Bale’s immersive turn as Cheney earned him a Golden Globe Sunday evening and cemented the Academy Award winning actor as a frontrunner to take home an Oscar later this spring.
It’s almost uncanny just how much of a doppelganger Bale becomes as the cinematic version of Cheney, a dry man of few words that exudes a boring outward persona that allows Cheney to take his political rivals by surprise.
There’s a measure, deliberate tone to Bale’s performance in “Vice.” Viewers can easily see the wheels churning in Cheney’s brain as he methodically gets what he wants.
This is brilliantly displayed over a five minute stretch of the movie, where Cheney figuratively reels Bush in like a fish on the line while exacting as much control as he can before accepting an offer to be Bush’s running mate.
A very game Sam Rockwell, fresh off an Oscar win for “Three Billboards Outside Ebbing, Missouri,” plays a convincing Bush, yet it’s more of an elevated caricature as opposed to Bale’s pinpoint accuracy as Cheney.

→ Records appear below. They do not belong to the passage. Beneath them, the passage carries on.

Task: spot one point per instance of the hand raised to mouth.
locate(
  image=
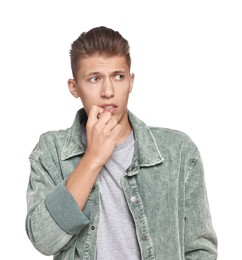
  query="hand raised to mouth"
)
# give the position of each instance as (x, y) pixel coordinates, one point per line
(102, 133)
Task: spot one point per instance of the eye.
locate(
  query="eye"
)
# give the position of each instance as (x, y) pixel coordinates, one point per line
(119, 77)
(94, 79)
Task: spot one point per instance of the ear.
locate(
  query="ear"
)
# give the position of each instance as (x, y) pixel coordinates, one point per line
(73, 88)
(131, 82)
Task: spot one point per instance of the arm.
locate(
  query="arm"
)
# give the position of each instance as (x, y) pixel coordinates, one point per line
(56, 207)
(200, 238)
(102, 134)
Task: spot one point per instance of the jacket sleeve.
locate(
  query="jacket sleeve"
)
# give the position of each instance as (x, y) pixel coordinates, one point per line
(200, 238)
(54, 219)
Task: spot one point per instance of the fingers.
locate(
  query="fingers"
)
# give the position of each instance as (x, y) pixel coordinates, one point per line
(94, 113)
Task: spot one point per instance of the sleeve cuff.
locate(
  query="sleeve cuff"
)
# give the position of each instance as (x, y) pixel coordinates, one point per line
(65, 211)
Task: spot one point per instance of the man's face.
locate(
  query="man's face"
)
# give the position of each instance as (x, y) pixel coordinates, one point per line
(105, 82)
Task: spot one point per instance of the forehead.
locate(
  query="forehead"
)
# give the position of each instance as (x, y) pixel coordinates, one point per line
(103, 64)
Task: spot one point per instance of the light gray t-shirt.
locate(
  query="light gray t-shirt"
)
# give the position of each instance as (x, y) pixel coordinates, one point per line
(116, 231)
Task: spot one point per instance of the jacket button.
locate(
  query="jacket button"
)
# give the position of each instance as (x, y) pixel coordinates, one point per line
(134, 199)
(144, 237)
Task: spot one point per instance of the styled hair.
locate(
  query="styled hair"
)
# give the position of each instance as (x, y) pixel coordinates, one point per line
(98, 41)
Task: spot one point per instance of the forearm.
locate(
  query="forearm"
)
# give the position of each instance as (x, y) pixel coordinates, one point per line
(46, 236)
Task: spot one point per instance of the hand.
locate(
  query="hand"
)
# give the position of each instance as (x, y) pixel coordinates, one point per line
(102, 134)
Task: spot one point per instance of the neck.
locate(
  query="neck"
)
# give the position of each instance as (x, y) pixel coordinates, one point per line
(124, 133)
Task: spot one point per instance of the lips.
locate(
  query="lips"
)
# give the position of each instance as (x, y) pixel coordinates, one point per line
(109, 107)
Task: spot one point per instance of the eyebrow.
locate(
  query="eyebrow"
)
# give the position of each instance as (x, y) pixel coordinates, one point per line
(113, 72)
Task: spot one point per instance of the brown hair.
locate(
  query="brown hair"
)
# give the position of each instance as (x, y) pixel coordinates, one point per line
(98, 41)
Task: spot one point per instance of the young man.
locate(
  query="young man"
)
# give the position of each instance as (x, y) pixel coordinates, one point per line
(111, 187)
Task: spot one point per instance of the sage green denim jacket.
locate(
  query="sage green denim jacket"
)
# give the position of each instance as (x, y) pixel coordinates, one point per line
(164, 187)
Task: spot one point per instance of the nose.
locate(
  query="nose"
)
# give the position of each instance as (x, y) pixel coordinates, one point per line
(107, 90)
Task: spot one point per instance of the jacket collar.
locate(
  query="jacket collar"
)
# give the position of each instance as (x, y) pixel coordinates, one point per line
(146, 150)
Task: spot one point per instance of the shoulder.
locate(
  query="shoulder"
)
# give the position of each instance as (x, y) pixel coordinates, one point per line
(51, 141)
(175, 140)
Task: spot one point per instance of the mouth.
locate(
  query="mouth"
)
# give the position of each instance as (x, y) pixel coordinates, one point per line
(109, 108)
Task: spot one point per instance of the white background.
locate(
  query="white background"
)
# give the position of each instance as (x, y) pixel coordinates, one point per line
(187, 57)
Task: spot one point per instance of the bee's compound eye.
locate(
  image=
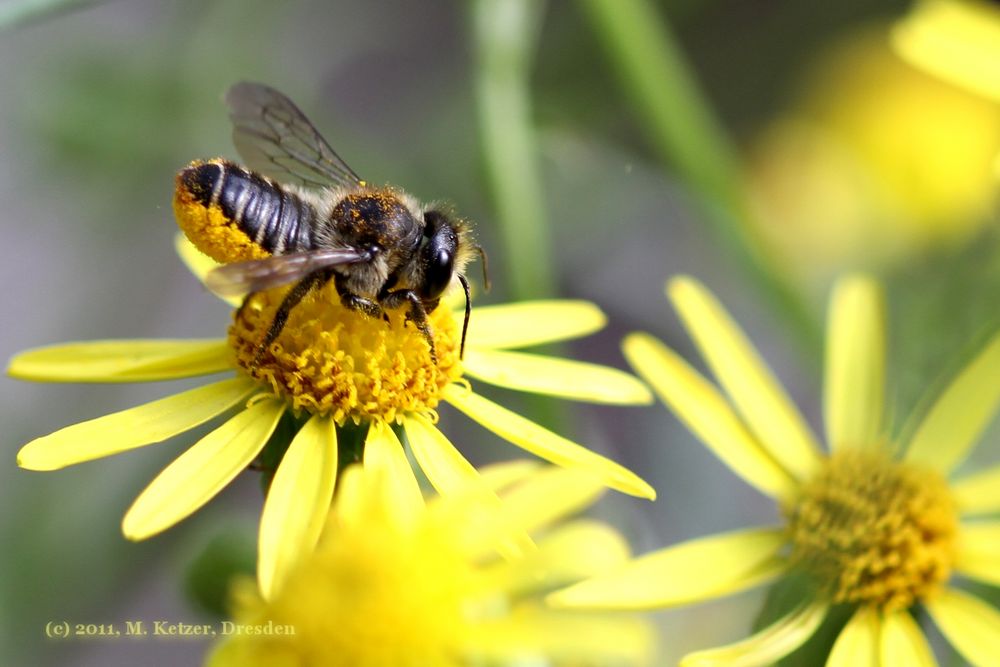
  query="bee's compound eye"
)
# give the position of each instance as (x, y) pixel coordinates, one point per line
(439, 267)
(439, 254)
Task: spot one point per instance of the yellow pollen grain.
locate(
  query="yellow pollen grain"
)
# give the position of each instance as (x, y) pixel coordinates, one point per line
(208, 228)
(333, 361)
(874, 531)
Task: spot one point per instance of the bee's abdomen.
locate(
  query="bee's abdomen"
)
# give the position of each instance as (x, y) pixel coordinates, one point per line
(232, 214)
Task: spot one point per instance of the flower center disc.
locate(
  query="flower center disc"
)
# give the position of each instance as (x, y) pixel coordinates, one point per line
(874, 531)
(338, 362)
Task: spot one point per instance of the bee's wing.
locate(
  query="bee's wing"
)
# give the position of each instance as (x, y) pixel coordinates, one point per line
(261, 274)
(275, 138)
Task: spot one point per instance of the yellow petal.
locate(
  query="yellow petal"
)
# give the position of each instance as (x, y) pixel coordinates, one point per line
(565, 378)
(957, 41)
(202, 471)
(854, 395)
(532, 323)
(349, 507)
(297, 503)
(748, 381)
(384, 455)
(692, 571)
(532, 636)
(859, 643)
(500, 476)
(706, 413)
(199, 264)
(576, 550)
(452, 475)
(978, 493)
(544, 443)
(767, 646)
(445, 467)
(971, 625)
(121, 361)
(904, 643)
(135, 427)
(978, 554)
(548, 496)
(955, 422)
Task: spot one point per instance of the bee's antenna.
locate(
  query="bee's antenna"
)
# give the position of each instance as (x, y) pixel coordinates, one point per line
(468, 312)
(486, 267)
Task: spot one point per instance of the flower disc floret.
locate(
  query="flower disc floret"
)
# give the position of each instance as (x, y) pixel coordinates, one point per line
(874, 531)
(333, 361)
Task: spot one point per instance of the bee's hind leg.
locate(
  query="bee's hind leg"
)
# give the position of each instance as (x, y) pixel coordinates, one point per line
(416, 314)
(292, 299)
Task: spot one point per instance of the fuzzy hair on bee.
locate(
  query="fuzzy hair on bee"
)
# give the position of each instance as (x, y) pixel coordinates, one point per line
(296, 213)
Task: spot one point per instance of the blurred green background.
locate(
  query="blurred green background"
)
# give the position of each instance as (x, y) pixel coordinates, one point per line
(528, 118)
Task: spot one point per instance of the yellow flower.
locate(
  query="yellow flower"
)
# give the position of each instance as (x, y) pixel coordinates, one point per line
(872, 523)
(958, 40)
(397, 582)
(329, 367)
(874, 164)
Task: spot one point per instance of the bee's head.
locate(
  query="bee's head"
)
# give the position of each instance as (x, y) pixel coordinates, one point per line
(448, 247)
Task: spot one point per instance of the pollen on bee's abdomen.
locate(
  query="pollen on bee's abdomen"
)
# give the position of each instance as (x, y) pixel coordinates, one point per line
(204, 221)
(334, 361)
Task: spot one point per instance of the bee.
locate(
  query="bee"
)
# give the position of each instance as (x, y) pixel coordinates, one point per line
(297, 213)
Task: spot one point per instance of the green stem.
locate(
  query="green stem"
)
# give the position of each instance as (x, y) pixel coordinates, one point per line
(680, 124)
(28, 11)
(505, 38)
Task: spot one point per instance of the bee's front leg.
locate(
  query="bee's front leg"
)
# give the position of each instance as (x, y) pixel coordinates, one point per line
(416, 314)
(301, 288)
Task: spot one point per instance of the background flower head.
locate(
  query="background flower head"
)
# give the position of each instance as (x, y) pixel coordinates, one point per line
(875, 164)
(873, 522)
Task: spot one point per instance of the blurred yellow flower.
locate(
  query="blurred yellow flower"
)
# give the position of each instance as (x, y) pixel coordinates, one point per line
(873, 524)
(875, 163)
(330, 366)
(957, 40)
(397, 582)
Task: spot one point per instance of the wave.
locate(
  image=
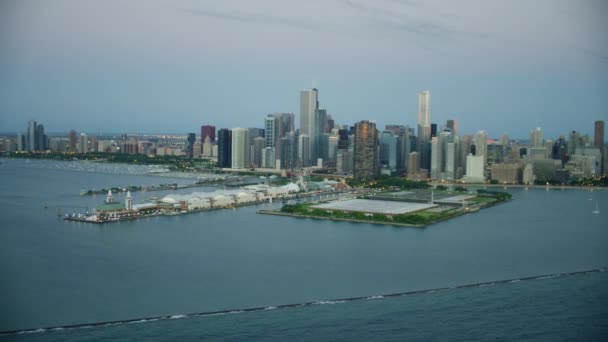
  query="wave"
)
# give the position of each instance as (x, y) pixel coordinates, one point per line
(287, 306)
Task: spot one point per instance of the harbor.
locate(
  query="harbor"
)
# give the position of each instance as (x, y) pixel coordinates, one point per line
(178, 204)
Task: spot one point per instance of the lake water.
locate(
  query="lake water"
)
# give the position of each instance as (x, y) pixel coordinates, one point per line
(59, 273)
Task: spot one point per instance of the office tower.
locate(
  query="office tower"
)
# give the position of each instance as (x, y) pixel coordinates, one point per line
(224, 148)
(309, 104)
(453, 126)
(344, 161)
(413, 165)
(481, 147)
(207, 147)
(388, 151)
(208, 131)
(475, 169)
(304, 150)
(536, 138)
(21, 144)
(73, 140)
(255, 133)
(258, 150)
(240, 148)
(424, 129)
(504, 139)
(330, 124)
(598, 136)
(31, 136)
(289, 151)
(407, 143)
(320, 126)
(436, 158)
(83, 143)
(366, 150)
(573, 142)
(190, 140)
(41, 143)
(269, 158)
(270, 131)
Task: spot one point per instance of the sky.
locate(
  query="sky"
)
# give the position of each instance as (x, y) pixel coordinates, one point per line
(161, 66)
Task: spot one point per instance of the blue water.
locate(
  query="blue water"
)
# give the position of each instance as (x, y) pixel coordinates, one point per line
(60, 273)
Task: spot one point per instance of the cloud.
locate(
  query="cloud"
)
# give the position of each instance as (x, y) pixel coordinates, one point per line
(393, 20)
(248, 17)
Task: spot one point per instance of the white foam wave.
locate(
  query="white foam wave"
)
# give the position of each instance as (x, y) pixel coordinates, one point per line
(31, 331)
(324, 302)
(375, 297)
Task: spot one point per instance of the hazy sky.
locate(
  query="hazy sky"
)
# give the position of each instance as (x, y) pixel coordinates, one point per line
(171, 66)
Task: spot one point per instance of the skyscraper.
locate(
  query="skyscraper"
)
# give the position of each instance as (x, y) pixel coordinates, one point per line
(598, 137)
(224, 148)
(304, 150)
(481, 146)
(83, 143)
(73, 141)
(240, 148)
(424, 128)
(190, 140)
(31, 136)
(309, 104)
(537, 138)
(366, 150)
(270, 131)
(208, 131)
(453, 126)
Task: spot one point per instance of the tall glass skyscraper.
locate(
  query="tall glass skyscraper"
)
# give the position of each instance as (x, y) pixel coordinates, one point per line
(424, 129)
(309, 104)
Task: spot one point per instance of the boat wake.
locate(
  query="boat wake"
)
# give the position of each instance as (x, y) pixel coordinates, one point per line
(286, 306)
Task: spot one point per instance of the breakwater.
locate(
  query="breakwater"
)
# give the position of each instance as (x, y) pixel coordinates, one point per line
(295, 305)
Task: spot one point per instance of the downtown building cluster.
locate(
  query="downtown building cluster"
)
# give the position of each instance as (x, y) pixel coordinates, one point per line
(431, 151)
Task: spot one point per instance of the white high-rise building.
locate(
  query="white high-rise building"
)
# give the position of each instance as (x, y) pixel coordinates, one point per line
(475, 169)
(309, 104)
(31, 135)
(240, 148)
(481, 146)
(83, 143)
(424, 129)
(304, 150)
(536, 137)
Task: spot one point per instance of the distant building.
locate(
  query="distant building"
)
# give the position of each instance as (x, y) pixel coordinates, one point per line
(224, 148)
(73, 141)
(309, 105)
(240, 148)
(506, 173)
(424, 129)
(481, 146)
(452, 125)
(598, 136)
(208, 131)
(475, 169)
(83, 143)
(190, 140)
(537, 137)
(413, 165)
(258, 151)
(304, 150)
(366, 150)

The same is largely true of a terrific Steve Carell as Congressman and later Secretary of Defense Donald Rumsfeld in a turn that is equal parts cerebral and comic with a candid bravado that makes Carell’s Rumsfeld the most larger-than-life character in the film.
Amy Adams often steals scenes as driven wife Lynne Cheney, portrayed not as a political schemer but rather self-interested kingmaker pushing her husband forward by any means necessary.
“Vice” strives to tackle the political arena with the same fervor that McKay used in “The Big Short.”
Though both films intend to find flaws in a bipartisan (or better still, a nonpartisan) manner, “Vice” will easily come across as an attack on the Republican Party, both then and now.
There are numerous digs – some more veiled than other – intended as potshots at the current administration and media outlet Fox News, but “Vice” almost also serves as McKay’s insistence that things might have been worse off before 2016.
McKay’s superb screenplay throws viewers for a loop over and over during the early portions of “Vice,” only to seamlessly layer these moments one on top of another like teacups and saucers stacked higher and higher.
Information is peppered at such a rapid, kinetic pace that some viewers may not be able to keep up with all the political banter relating to executive power and the war in Iraq.
“Vice” is in all likelihood a lock for a Best Picture Oscar nomination with Bale as a top contender for Best Actor.
Though Adams and Carell could also earn nods, neither looks to stand a real shot at winning. McKay should be nominated for the film’s excellent screenplay and has a chance at a Best Director nomination as well.
A mesmerizing turn from Bale as Cheney makes “Vice” well worth the price of admission, though some conservative moviegoers might find the film’s critiques too much for their liking.